The Eggiman House is Wisconsin’s only Motohome, a prefabricated International Style house. Devised by McLaughlin, this design—the first truly prefabricated residence—was an important experiment in industrializing the housing industry in the 1930s. When the Great Depression idled the residential construction industry, McLaughlin sought to solve the resulting housing shortage by designing an inexpensive dwelling that could be mass-produced. American Houses, Inc., with technical assistance from General Electric and American Radiator, developed a prototype of the Motohome in 1932, and it went into full production in 1935. With great fanfare, it was promoted as the affordable house of the future. Sara Delano Roosevelt, mother of President Franklin D. Roosevelt, unveiled the first production model in a ceremony at Wanamakers Department Store in New York City. American Houses marketed as many as 15 variations of the house and boasted that 140 different plans could be built from the modular unit.
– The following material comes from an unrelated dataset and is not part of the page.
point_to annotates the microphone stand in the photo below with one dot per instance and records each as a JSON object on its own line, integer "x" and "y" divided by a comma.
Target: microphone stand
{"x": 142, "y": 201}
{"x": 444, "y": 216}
Assembly simply meant bolting the sections together, a job that could be completed in as little as two weeks, thus minimizing labor expense.
The two-story, cubic Eggiman House was the fifty-fourth Motohome sold, and it may well have been one of the last, since it was built in 1936, the final year of production. The house employs steel-frame construction based on a 4 × 8–foot module, with walls of asbestos concrete panels, manufactured under the trade-name Pyrestos. Aluminum strips cover the vertical joints and draw attention to the panel construction. Casement windows wrap around the corners, and a flat aluminum canopy extends around the corner from the entrance. An attached one-story garage projecting from the southeast corner now serves as additional living space.
Inside, the Motohome came with the latest in domestic equipment. The central air-conditioning, dishwasher, and steel kitchen cabinets were all uncommon for the time. Gadgets and conveniences included a built-in radio and clock, a toaster, a percolator, an iron, a clothes washer, a bathroom scale, an assortment of how-to books, and several days’ groceries. All Ernest and Helen Eggiman had to do was move in and enjoy their “machine built for living.”